Para esta forma de populismo, Boris Johnson encajaba perfectamente. Su marca personal había sido durante mucho tiempo un desdén despreocupado por las abejas obreras y las «chicas estudiosas» que se sentían obligadas a revisar sus papeles, leer sus informes y dominar los detalles. Durante mucho tiempo había sido un arquetipo familiar inglés, el caballero aficionado que ofrecía fluidez, confianza y arrogancia en lugar de esfuerzo, experiencia y atención al detalle, y el populismo de la era del Brexit prestó a lo que habían sido meros defectos de carácter (arrogancia y pereza) una pátina ideológica.
En la era de Trump y el Brexit, ser un artista de mierda congénito, como siempre lo había sido Johnson, era definirse a sí mismo como un hombre de «la gente» y sus «instintos», no restringidos por sutilezas mezquinas, ni por sus aburridos detractores y sus tediosos hechos, listos para tomar una posición contra las élites sabelotodo, el establishment y los expertos. Al menos en ese aspecto, el presidente estadounidense no se equivocó al reconocer en Johnson un espíritu afín, un «Trump británico».
Incluso podría haber funcionado, por un tiempo al menos. Pero luego vino el coronavirus. Los populistas no tienen respuesta a una pandemia, ya que requiere de las mismas cosas que Johnson y los de su clase carecen y desprecian: trabajo duro, una comprensión forense de los detalles, la sabiduría de los expertos, la empatía humana, un espíritu de sacrificio y, sobre todo, normas. Por supuesto, él no las seguiría. Él nunca las tuvo. Una vez eso había sido parte de su atractivo.

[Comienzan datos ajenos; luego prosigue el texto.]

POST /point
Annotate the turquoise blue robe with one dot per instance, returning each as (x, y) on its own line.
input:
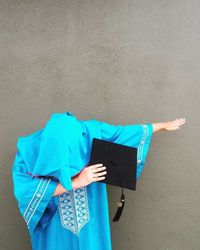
(79, 218)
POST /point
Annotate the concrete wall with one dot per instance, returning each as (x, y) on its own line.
(123, 62)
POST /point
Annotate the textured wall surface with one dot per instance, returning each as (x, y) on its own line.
(123, 62)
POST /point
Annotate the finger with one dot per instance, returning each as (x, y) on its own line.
(96, 165)
(100, 174)
(100, 178)
(99, 169)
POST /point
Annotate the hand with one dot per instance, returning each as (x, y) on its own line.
(91, 174)
(173, 125)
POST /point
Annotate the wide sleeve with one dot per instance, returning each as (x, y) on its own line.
(135, 135)
(34, 196)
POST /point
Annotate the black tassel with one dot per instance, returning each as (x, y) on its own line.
(120, 205)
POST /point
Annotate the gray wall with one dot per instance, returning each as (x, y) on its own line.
(123, 62)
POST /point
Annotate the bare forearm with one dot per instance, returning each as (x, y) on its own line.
(60, 189)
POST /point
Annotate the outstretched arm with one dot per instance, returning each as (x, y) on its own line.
(168, 125)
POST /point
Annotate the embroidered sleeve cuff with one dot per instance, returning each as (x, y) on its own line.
(143, 147)
(39, 202)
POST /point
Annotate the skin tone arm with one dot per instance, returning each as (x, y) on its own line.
(90, 174)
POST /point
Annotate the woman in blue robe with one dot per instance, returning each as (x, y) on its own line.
(60, 213)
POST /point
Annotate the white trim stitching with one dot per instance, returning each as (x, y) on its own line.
(36, 199)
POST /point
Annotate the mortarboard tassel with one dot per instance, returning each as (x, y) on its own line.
(120, 205)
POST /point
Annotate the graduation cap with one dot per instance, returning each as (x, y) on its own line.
(121, 166)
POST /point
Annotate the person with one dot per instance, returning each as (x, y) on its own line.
(68, 209)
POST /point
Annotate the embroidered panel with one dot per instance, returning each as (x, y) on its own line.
(36, 199)
(74, 209)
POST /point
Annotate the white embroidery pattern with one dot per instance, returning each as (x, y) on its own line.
(74, 209)
(36, 199)
(142, 143)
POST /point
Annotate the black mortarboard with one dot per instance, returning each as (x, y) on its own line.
(121, 166)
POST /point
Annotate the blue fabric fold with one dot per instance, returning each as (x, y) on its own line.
(56, 153)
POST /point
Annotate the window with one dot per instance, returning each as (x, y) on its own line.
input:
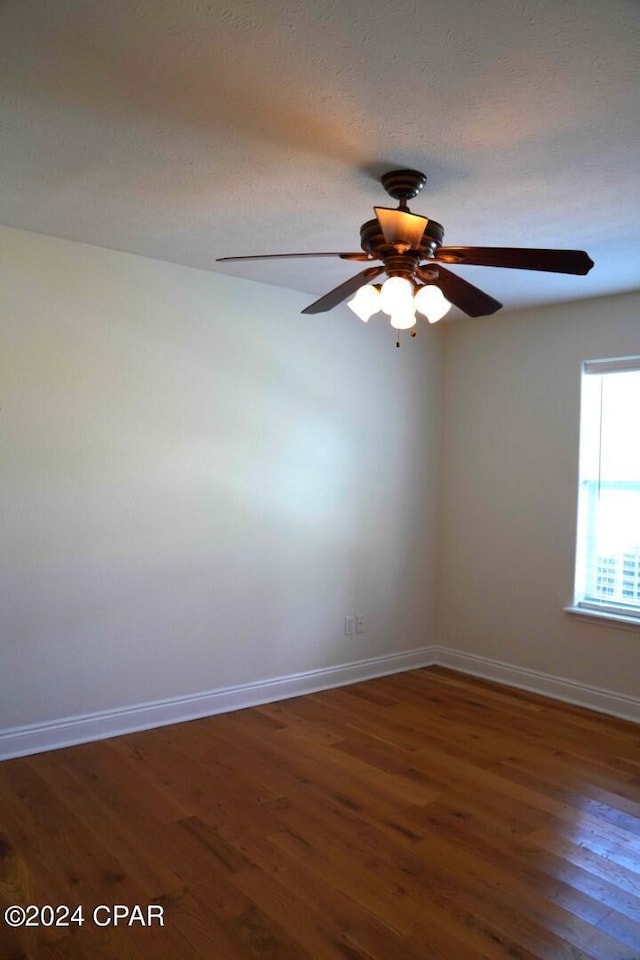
(608, 545)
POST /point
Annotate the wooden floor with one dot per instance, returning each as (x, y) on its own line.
(424, 816)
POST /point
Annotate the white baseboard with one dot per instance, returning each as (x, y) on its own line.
(52, 735)
(569, 691)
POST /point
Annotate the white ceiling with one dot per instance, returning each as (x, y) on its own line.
(187, 130)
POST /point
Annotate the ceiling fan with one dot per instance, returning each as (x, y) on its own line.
(409, 249)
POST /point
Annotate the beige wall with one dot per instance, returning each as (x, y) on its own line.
(198, 484)
(509, 489)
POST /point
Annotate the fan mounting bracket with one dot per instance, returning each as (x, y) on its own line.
(403, 184)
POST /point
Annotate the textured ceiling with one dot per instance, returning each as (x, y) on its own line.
(187, 130)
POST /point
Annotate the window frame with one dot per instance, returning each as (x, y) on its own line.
(615, 612)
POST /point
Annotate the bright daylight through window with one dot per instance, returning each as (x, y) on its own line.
(608, 546)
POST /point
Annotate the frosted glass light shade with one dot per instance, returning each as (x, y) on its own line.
(366, 302)
(404, 318)
(396, 295)
(430, 301)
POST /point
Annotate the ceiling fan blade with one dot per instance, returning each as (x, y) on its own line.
(469, 299)
(400, 226)
(520, 258)
(284, 256)
(338, 294)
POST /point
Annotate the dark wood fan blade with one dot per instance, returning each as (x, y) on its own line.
(284, 256)
(520, 258)
(338, 294)
(471, 300)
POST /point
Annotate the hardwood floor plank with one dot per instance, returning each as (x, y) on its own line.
(423, 816)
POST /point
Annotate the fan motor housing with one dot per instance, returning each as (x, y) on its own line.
(373, 243)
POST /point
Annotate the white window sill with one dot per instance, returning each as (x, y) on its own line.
(606, 617)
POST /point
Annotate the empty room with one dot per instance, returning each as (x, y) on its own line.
(319, 480)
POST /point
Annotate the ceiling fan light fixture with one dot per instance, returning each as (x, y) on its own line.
(366, 302)
(431, 302)
(396, 295)
(401, 228)
(404, 318)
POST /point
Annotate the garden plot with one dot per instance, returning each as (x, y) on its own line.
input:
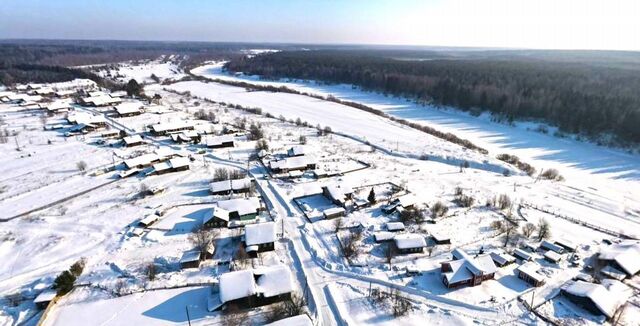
(183, 219)
(456, 226)
(312, 206)
(337, 165)
(355, 306)
(142, 72)
(162, 307)
(45, 160)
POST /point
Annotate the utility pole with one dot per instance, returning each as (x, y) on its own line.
(533, 295)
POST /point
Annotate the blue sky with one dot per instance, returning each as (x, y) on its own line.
(557, 24)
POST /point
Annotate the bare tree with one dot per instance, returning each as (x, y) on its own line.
(401, 305)
(294, 306)
(234, 316)
(151, 270)
(439, 209)
(338, 223)
(82, 166)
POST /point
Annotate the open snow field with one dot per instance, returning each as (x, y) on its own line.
(99, 225)
(576, 159)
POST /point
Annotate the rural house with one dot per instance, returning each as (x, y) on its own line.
(259, 237)
(467, 270)
(599, 299)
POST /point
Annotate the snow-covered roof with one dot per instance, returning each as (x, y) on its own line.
(219, 140)
(338, 192)
(531, 270)
(149, 219)
(501, 257)
(161, 166)
(383, 236)
(607, 296)
(241, 184)
(118, 94)
(551, 246)
(465, 266)
(236, 285)
(101, 99)
(300, 320)
(217, 212)
(190, 256)
(395, 226)
(242, 206)
(552, 255)
(132, 139)
(407, 200)
(297, 162)
(45, 296)
(86, 118)
(168, 126)
(408, 241)
(626, 254)
(128, 108)
(220, 186)
(227, 185)
(333, 211)
(522, 254)
(144, 159)
(260, 233)
(179, 162)
(274, 280)
(296, 150)
(564, 242)
(58, 105)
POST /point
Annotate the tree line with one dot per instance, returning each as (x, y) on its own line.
(576, 97)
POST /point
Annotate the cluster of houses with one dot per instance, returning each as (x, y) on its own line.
(157, 163)
(294, 163)
(254, 288)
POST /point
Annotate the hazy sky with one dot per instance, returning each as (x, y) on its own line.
(556, 24)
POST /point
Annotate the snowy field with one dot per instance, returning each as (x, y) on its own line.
(574, 158)
(100, 225)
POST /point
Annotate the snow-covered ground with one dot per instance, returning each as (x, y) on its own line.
(575, 159)
(98, 225)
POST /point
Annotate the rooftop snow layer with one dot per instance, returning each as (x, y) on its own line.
(236, 285)
(260, 233)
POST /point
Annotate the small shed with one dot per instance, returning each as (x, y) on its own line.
(333, 212)
(148, 220)
(259, 237)
(409, 243)
(45, 297)
(501, 258)
(522, 255)
(528, 272)
(131, 141)
(439, 238)
(190, 259)
(547, 245)
(552, 256)
(216, 217)
(383, 236)
(395, 226)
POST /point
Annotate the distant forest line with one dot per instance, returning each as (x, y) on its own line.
(39, 61)
(581, 96)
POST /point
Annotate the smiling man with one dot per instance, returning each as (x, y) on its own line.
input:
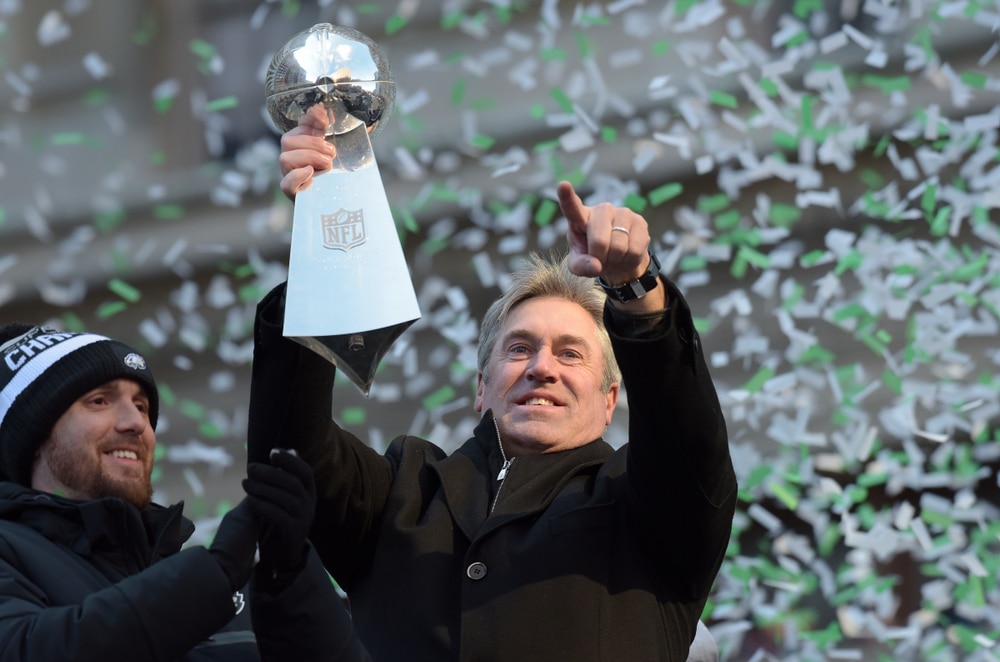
(535, 539)
(91, 569)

Pero con las revelaciones de las fiestas en Downing Street durante la cuarentena, ese mismo rasgo provocó repulsión pública. El informe de Sue Gray, incluso retrasado durante mucho tiempo y supuestamente diluido, con sus relatos de fiestas las 24 horas, peleas de borrachos, paredes salpicadas de vino y vómitos, y el desprecio del Bullingdon Club por los sirvientes, trajo una nueva ola de asco. A partir de ese momento vivió en tiempo prestado. Si no hubiera sido el caso Pincher, habría sido otra cosa.
Al final, Johnson, que había soñado con una década en Downing Street, habrá ocupado el número 10 durante algo más de tres años. (Eso es si cumple su deseo de quedarse hasta el otoño; si es expulsado antes, no alcanzará ese hito y habrá sido un PM de vida aún más corta que May, un hecho que dolerá).

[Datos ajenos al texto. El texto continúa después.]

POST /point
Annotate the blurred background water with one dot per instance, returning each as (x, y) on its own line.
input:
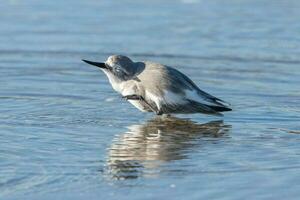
(64, 134)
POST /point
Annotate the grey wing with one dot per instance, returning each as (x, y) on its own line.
(208, 103)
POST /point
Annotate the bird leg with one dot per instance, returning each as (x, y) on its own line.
(140, 98)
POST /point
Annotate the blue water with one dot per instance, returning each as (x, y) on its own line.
(65, 134)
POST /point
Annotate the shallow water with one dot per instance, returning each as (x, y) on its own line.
(64, 134)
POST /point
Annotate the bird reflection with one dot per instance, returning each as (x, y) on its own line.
(144, 148)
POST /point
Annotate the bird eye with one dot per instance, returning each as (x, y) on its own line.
(118, 70)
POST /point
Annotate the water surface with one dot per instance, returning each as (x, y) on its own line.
(64, 134)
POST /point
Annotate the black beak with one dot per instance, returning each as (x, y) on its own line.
(101, 65)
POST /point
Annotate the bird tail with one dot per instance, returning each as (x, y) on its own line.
(219, 108)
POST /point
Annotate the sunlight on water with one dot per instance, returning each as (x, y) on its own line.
(65, 134)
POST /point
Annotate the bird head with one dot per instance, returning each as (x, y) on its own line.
(121, 67)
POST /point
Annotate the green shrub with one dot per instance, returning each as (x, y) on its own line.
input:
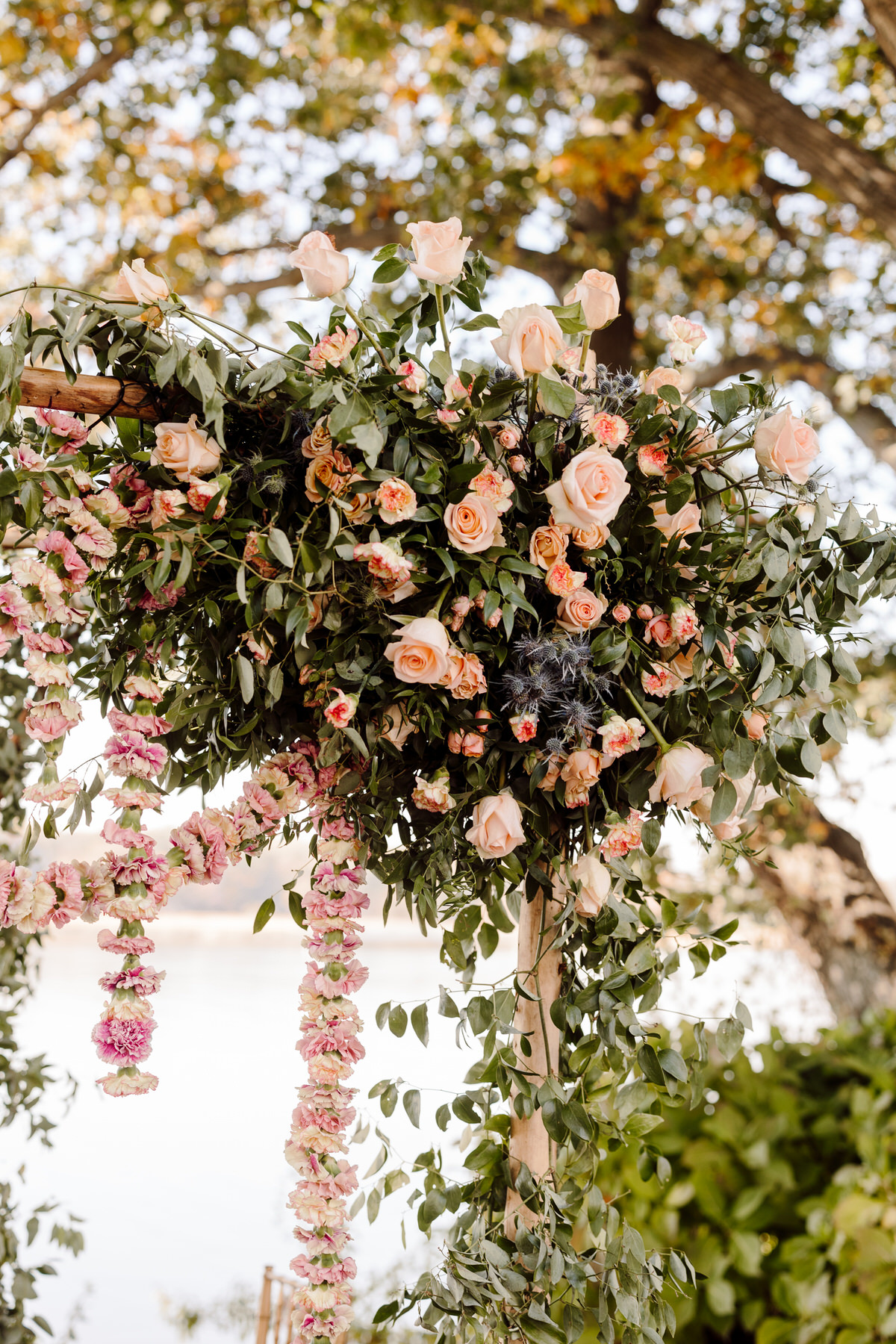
(782, 1192)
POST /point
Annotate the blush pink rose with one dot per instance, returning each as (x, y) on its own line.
(421, 653)
(497, 826)
(323, 267)
(600, 297)
(137, 284)
(783, 444)
(531, 339)
(682, 523)
(581, 611)
(438, 250)
(184, 449)
(474, 524)
(680, 776)
(590, 491)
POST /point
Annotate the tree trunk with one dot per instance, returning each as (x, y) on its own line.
(839, 914)
(539, 974)
(87, 394)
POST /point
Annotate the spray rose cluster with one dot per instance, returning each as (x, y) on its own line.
(314, 1149)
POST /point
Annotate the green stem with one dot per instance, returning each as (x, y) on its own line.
(653, 729)
(440, 304)
(370, 335)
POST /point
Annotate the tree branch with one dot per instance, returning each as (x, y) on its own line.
(882, 16)
(849, 172)
(833, 906)
(874, 425)
(99, 70)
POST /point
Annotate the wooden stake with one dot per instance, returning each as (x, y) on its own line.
(539, 974)
(87, 394)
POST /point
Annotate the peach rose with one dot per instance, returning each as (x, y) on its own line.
(139, 285)
(547, 546)
(662, 378)
(323, 267)
(421, 653)
(497, 826)
(590, 491)
(531, 339)
(595, 882)
(600, 297)
(581, 611)
(184, 449)
(582, 768)
(438, 250)
(682, 523)
(783, 444)
(680, 776)
(473, 524)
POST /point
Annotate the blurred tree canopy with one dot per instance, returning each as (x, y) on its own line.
(735, 158)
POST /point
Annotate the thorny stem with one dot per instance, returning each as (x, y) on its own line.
(370, 335)
(440, 304)
(655, 730)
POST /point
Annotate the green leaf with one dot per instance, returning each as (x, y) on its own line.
(390, 270)
(421, 1023)
(479, 323)
(264, 914)
(411, 1102)
(558, 398)
(246, 679)
(280, 547)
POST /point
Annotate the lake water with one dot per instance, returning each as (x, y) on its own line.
(183, 1191)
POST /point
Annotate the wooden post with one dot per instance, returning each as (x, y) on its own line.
(539, 974)
(264, 1307)
(87, 394)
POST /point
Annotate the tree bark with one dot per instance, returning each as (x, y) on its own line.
(840, 917)
(852, 174)
(87, 394)
(538, 974)
(883, 18)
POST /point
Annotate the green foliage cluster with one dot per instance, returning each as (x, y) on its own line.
(781, 1189)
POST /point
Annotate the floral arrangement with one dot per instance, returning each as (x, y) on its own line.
(481, 626)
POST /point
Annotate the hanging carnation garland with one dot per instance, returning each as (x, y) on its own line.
(477, 628)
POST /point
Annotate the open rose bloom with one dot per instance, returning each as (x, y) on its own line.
(479, 616)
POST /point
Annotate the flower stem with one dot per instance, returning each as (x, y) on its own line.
(370, 335)
(440, 304)
(653, 729)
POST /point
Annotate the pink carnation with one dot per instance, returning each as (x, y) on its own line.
(122, 1043)
(137, 947)
(132, 754)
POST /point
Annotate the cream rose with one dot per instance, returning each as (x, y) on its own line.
(421, 653)
(184, 449)
(323, 267)
(497, 826)
(547, 546)
(531, 339)
(590, 491)
(600, 297)
(473, 524)
(595, 882)
(438, 250)
(581, 611)
(682, 523)
(783, 444)
(139, 285)
(680, 776)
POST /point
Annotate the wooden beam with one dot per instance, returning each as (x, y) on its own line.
(87, 394)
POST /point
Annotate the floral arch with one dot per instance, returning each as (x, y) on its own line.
(479, 628)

Pero eso todavía le dio tiempo para hacer un daño duradero. No solo un mal manejo de la pandemia que significó que en un momento Gran Bretaña registrara el mayor número de muertos en Europa y el mayor golpe económico en el G7, sino algo menos medible.
En la primavera de 2020, los británicos estaban listos para seguir a su primer ministro en un largo período de autodisciplina colectiva, incluso a costa de dificultades y dolor emocional. Lo hicieron porque le creyeron cuando dijo que todos lo haríamos, hasta el último de nosotros. La Reina lo creyó, razón por la cual se sentó sola mientras enterraba a su esposo de 73 años. Pero no era cierto.
Johnson dejará su propio legado en la desconfianza y el cinismo que perdurarán mucho después de que deje Downing Street. Su breve pero tóxico hechizo en la oficina que anhelaba desde la infancia finalmente terminó.